The Riverhounds' South Shore home is getting a fresh identity this week, with the club locking in a stadium naming-rights deal that will rechristen the privately owned venue as F.N.B. Stadium. The new moniker is effective immediately as the team lines up planned renovations and a proposed seating expansion, and fans are set to see the updated branding at this Saturday's match.
In a press release via Pittsburgh Riverhounds, the club described the agreement as a multi-year partnership that makes First National Bank the official bank of the Riverhounds and the stadium. The release noted that in-stadium signage and improvements will highlight the partnership, while financial terms are staying under wraps. The club also said the bank will provide access to financial education through its youth Riverhounds Academy program.
"This new partnership with the Riverhounds reinforces FNB’s longstanding commitment to the Pittsburgh region and the communities we have served for over 160 years," F.N.B. CEO Vincent J. Delie Jr. said in the announcement via Pittsburgh Riverhounds. The team pointed out that the venue opened in 2013 as Highmark Stadium and that Highmark Health and Allegheny Health Network remain long-term partners. The club added that the first event under the F.N.B. name will be this Saturday at 7 p.m., when the Hounds host Greenville Triumph SC.
Expansion and funding
The timing of the rebrand lines up with the Riverhounds' push for a major expansion that would lift capacity into the mid-five digits to meet higher-tier league standards. According to Sports Business Journal, the club has applied for roughly $7 million in state redevelopment assistance as part of a multi-phase project that industry reporting says could run from the tens of millions into the low hundreds of millions. Local coverage of the plan has cited a roughly 15,000-seat target and a 2028 completion window for the full buildout, WPXI reported.
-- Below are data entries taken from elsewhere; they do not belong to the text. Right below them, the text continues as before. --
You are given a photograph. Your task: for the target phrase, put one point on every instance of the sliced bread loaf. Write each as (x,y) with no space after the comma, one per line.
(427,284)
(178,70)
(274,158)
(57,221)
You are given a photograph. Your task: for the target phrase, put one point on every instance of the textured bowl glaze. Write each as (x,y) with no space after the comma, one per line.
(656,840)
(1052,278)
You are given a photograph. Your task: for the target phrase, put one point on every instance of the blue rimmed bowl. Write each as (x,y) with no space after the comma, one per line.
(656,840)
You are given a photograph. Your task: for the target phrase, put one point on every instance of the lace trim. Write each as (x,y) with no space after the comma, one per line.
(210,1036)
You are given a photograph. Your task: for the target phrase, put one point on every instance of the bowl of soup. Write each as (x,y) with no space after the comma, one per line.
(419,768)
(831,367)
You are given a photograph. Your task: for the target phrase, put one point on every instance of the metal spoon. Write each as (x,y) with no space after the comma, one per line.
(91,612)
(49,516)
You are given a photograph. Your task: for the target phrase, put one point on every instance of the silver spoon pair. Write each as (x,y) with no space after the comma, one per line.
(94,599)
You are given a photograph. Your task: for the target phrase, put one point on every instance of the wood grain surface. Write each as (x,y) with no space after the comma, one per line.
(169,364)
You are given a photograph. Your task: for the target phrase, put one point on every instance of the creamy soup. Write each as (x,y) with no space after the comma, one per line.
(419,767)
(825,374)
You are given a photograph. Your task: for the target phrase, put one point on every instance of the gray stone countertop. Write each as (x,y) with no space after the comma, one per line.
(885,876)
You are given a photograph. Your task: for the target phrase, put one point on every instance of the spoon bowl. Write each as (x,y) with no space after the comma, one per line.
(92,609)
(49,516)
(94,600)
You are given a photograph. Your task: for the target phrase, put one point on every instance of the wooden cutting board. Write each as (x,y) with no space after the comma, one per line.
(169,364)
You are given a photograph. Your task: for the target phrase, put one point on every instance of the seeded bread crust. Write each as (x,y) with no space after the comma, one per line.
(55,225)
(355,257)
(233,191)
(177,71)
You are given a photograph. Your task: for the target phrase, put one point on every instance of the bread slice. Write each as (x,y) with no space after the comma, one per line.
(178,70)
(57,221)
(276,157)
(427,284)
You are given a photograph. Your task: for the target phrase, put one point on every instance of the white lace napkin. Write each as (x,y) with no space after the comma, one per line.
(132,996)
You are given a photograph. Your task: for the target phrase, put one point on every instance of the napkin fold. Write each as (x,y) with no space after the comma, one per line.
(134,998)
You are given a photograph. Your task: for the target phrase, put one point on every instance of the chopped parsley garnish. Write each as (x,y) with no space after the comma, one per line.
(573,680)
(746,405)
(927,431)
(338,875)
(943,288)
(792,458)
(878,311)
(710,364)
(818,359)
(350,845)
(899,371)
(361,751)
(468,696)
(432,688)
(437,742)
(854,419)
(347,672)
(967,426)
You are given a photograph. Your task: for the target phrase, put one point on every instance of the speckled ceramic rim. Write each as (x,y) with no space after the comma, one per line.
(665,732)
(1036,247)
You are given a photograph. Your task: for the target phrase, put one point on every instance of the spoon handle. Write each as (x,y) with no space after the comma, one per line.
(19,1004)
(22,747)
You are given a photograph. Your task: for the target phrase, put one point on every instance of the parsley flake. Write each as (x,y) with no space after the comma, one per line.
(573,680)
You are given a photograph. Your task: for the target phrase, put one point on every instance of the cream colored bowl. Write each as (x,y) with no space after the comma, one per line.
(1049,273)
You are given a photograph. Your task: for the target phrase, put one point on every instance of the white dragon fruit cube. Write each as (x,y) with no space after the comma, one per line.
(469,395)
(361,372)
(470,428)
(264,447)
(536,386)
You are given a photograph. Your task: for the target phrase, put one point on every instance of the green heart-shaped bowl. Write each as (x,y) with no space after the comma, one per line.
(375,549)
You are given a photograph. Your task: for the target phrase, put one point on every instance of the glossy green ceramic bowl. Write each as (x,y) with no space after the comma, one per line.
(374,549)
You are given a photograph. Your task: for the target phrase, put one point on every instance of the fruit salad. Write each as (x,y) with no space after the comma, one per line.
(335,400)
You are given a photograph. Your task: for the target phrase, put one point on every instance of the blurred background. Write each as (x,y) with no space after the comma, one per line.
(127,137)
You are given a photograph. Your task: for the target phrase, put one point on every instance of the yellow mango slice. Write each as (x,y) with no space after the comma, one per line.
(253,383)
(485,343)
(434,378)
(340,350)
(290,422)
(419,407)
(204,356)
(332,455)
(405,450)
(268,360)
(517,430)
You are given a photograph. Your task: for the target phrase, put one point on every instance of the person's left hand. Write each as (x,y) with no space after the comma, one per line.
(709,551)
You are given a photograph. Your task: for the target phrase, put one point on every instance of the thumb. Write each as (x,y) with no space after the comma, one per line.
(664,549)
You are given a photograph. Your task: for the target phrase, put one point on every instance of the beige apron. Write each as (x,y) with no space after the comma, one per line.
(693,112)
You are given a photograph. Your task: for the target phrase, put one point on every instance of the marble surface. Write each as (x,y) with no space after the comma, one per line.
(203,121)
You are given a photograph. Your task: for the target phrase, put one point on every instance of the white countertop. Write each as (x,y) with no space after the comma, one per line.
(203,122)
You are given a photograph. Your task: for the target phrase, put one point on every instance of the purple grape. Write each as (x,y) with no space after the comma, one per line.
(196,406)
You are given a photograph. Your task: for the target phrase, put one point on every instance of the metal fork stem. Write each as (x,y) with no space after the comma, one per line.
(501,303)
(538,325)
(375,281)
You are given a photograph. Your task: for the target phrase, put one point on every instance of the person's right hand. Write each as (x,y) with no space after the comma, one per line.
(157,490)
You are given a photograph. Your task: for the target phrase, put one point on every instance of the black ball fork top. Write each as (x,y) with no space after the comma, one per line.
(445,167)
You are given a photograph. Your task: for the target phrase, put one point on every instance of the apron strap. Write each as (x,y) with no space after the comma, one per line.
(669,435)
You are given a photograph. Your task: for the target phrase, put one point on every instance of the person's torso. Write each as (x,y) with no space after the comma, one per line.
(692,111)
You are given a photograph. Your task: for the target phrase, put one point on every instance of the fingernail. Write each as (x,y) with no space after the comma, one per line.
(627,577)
What the name change means
For F.N.B., the deal secures prime hometown visibility at a stadium that has been drawing bigger crowds in recent seasons and has already hosted the club's first league title run. Per F.N.B. Corporation, the bank operates hundreds of branches across several states and emphasizes community programs, and the Riverhounds announcement also highlighted the company's backing of youth financial education. The naming-rights cash and corporate support are one piece of a broader financing puzzle that still relies on public incentives and private capital to shift the expansion from concept to construction, industry coverage shows.
What's next
Signage and other cosmetic updates are expected to roll out as the club ramps up renovation work, with the new F.N.B. Stadium name set to become a regular sight on upcoming match days. Officials say the larger construction phases depend on key funding decisions, including the pending state grant application, and reporting from the Pittsburgh Business Times and industry outlets indicates that the naming-rights agreement is one step in assembling the overall financing package.